In denying the challenge waged by the Jewish parents of a 12-year-old almost since his birth in 2002, a majority of justices heeded the State Department's warning that a simple passport alteration could "provoke uproar throughout the Arab and Muslim world."
Justice Anthony Kennedy wrote the 6-3 decision for the court, which needed more than seven months following oral arguments in early November to decide the congressional law was unconstitutional. It was the longest-pending high court decision.
"The power to recognize or decline to recognize a foreign state and its territorial bounds resides in the president alone," Kennedy said, citing examples from the French Revolution in 1793 to President Jimmy Carter's recognition of the People's Republic of China in 1979.
"Recognition is an act with immediate and powerful significance for international relations, so the president's position must be clear. Congress cannot require him to contradict his own statement regarding a determination of formal recognition."
Chief Justice John Roberts and Justices Antonin Scalia and Samuel Alito dissented. They sided with Congress, which passed a law in 2002 allowing Americans born in Jerusalem to have Israel listed as their place of birth on their passports.
"Today's decision is a first," Roberts said. "Never before has this court accepted a president's direct defiance of an act of Congress in the field of foreign affairs." He said the court was bowing to fears that the congressional law could be
misinterpreted as changing U.S. foreign policy, rather than allowing citizens to define their place of birth.
Justice Clarence Thomas took a middle ground, agreeing that Congress cannot circumvent the president on passports, but arguing that the law can be applied to consular reports of birth abroad.
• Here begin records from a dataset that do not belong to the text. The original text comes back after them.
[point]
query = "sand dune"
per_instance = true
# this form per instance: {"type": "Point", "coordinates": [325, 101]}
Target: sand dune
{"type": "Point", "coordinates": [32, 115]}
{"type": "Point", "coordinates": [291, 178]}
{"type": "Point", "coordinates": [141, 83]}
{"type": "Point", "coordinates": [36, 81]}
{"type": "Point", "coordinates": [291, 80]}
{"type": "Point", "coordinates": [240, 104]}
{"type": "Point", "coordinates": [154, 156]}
The status of Jerusalem has been at the top of the Israeli-Palestinian conflict ever since Israel was recognized in 1948. The official U.S. policy is spelled out in a State Department manual: "For a person born in Jerusalem, write JERUSALEM as the place of birth in the passport. Do not write Israel, Jordan or West Bank."
President George W. Bush signed a massive foreign relations law in 2002 that included a section stating that for Americans born in Jerusalem, "the secretary shall, upon the request of the citizen or the citizen's legal guardian, record the place of birth as Israel." However, Bush indicated he would ignore that provision as unconstitutional, and the Obama administration agrees.
The parents of young Menachem Binyamin Zivotofsky began their legal battle later that year. Had they won, it could have led to a long line of other Jerusalem natives seeking to change their passports; about 50,000 U.S. citizens were born there.
But a majority of justices sided with U.S. Solicitor General Donald Verrilli, who warned in November that a ruling for the Zivotofskys would undermine the president's authority to set policy for "the most vexing and volatile and difficult diplomatic issue that this country has faced for decades."
While acknowledging that the Supreme Court plays no role in foreign affairs other than resolving cases like this one, Kennedy clearly expressed an opinion for the court's majority. "Put simply, the nation must have a single policy regarding which governments are legitimate in the eyes of the United States and which are not," he wrote.
The court's four liberal members -- including its only three Jews -- sided with the administration from the outset. During oral arguments, Justice Elena Kagan called the congressional act "a very selective vanity-plate law," intimating it would not do the same if Palestinians born in Jerusalem wanted their passports to say "Palestine."
But Scalia chided the State Department at the time for wanting to "make nice with the Palestinians." In his dissent, he said the balance of power issue between the president and Congress is far more important than Zivotofsky's passport and that of others born in Jerusalem.
"The text and structure of the Constitution divide responsibility for foreign policy, like responsibility for just about everything else, between the two coordinate, equal political branches," he said from the bench. "A principle that the nation must have a single foreign policy, which elevates efficiency above the test and structure of the Constitution, will systematically favor the president at the expense of Congress."
While most of the focus has been on Middle East policy, the court's ruling also was important in answering a question never before resolved in the nation's history: Which branch of government gets to recognize foreign countries?
The Zivotofskys' supporters, including most major Jewish groups, contended that Jerusalem is the capital of Israel and that Congress, not the president, has the upper hand when it comes to immigration, naturalization and passport policies.
The administration's supporters said Jerusalem is the most delicate issue in the world's most intractable dispute, and that only presidents have the power to recognize sovereign nations. Arab groups have lined up on that side of the debate.
During oral arguments, Kennedy had suggested a compromise in which passports listing Israel as the holder's birthplace would specify that they did not represent a change in U.S. foreign policy.
That compromise did not materialize. Instead, the court produced 89 pages of opinions, concurrences and dissents that gave the president a significant victory at the expense of Congress.